= Vanguard (synthesizer) =

Vanguard was a VSTi and AU software synthesizer created by Canadian independent publisher reFX and Markus Krause from Tone2 Audio.

== Production ==
Released in 2004, Vanguard was a virtual analog synthesizer with three oscillators, 31 waveforms alongside a unison that goes up to 10-voices, a filter with 13 types, delay, and a reverb powered by Freeverb by Jezar Wakefield at Dreampoint Design and Engineering, and stereo pattern controlled trancegate and arpeggiator. Most functions could be automated, such as cutoff frequencies, resonance, ADSR, and LFO. Vanguard worked with any VST-capable host and featured the Trancegate and Arpeggiator tools. A majority of the audio engine was programmed by Markus Krause of Tone2 Audio. The factory presets were made by Manuel Schleis.

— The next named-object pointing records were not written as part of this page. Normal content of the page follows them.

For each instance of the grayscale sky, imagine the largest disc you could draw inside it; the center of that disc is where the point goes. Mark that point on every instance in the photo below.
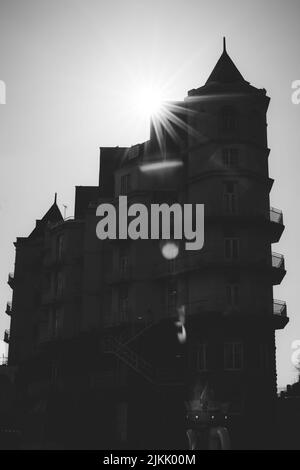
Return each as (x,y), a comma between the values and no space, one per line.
(73,71)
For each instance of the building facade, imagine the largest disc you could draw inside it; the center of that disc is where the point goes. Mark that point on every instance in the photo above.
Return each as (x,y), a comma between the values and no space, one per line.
(95,323)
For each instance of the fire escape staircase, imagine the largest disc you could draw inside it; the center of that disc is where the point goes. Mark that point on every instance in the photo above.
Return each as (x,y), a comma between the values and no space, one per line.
(119,347)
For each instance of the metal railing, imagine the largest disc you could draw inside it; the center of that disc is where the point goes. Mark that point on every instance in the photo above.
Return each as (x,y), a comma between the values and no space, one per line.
(6,336)
(277,261)
(11,278)
(276,215)
(8,308)
(3,361)
(279,308)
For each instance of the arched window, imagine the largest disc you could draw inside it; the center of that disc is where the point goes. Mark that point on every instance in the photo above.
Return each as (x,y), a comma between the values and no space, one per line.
(228,119)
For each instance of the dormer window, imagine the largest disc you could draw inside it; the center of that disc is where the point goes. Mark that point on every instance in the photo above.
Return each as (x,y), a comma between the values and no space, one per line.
(125,184)
(228,119)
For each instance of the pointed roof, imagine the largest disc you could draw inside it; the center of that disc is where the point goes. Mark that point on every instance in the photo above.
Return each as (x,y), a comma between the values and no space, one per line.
(225,78)
(225,70)
(52,215)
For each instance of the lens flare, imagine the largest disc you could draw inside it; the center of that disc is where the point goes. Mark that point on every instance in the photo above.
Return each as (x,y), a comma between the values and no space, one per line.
(170,250)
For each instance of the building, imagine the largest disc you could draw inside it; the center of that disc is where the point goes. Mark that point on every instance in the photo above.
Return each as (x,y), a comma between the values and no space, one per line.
(94,323)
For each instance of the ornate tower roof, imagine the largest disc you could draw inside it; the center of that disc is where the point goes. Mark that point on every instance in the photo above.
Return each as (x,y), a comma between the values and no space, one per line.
(225,70)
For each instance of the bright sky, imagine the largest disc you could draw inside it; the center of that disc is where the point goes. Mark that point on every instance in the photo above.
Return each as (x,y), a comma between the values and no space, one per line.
(73,70)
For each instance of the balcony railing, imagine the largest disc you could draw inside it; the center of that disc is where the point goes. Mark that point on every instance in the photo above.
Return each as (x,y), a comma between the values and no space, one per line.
(6,336)
(10,280)
(8,308)
(279,308)
(3,361)
(276,215)
(278,261)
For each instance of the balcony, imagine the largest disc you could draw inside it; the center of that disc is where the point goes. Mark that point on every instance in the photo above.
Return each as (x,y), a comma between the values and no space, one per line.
(279,308)
(8,310)
(6,336)
(278,268)
(11,280)
(280,314)
(277,226)
(3,361)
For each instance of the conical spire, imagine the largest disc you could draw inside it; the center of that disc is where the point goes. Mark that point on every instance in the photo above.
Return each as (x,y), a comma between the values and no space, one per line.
(225,71)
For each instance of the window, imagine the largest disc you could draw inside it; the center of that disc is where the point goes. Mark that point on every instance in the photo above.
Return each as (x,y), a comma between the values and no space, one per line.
(264,356)
(56,320)
(230,158)
(54,372)
(201,357)
(171,297)
(125,184)
(233,356)
(232,292)
(228,119)
(59,246)
(124,261)
(59,283)
(123,303)
(231,248)
(230,197)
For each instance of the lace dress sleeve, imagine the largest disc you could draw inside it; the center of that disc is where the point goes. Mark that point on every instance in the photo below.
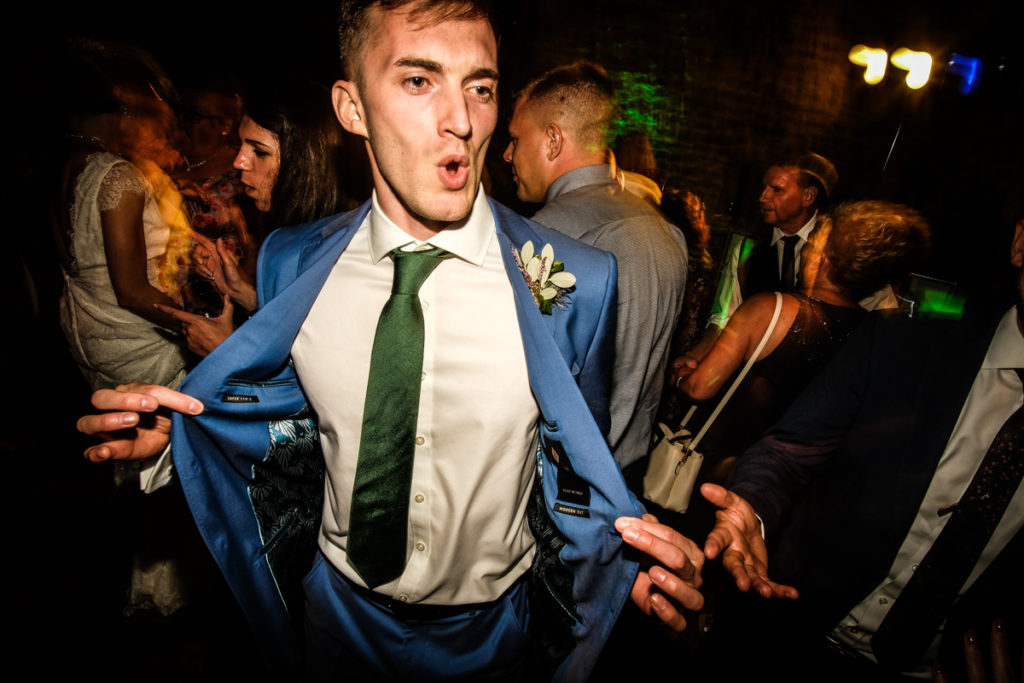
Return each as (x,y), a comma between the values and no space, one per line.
(121,179)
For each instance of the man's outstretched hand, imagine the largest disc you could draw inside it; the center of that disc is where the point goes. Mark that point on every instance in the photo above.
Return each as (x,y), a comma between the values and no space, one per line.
(672,577)
(736,538)
(136,424)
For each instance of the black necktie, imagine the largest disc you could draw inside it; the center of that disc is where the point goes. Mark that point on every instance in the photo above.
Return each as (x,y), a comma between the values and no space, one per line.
(924,603)
(379,514)
(788,278)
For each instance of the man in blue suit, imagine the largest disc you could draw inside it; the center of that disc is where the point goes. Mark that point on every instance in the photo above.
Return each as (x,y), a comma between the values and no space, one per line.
(510,561)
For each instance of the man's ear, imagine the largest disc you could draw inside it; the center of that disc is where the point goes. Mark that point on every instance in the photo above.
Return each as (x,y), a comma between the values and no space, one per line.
(554,140)
(348,108)
(810,194)
(1017,248)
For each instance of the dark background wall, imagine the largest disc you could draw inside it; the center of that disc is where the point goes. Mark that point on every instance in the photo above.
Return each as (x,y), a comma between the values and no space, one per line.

== Discontinuation and current use==
Vanguard was discontinued in 2016. The software can still be downloaded from the reFX website for existing licensed users and can still be played through any DAW that supports 32-bit or 64-bit plugins, namely FL Studio.

Vanguard is used by many electronic dance music producers, despite not remaining as prevalent as reFX's Nexus 4 hybrid synthesizer plugin. Vanguard is considered to be an impressive and straightforward synth amongst many producers.

== Revival ==
On November 25, 2022, reFX announced they had revived the Vanguard synthesizer as Vanguard 2 with an updated vector-based user interface, in addition to 10 new wavetables by Mirko Ruta, 24db ladder filters for lowpass and highpass also made by Mirko Ruta, a new reverb named RutaVerb also by Mirko Ruta replacing the old Freeverb-powered reverb and a distortion effect alongside 136 new factory presets made by Mirko Ruta and other modulation features, such as a new 3rd envelope and a new delay type intended to widen a sound.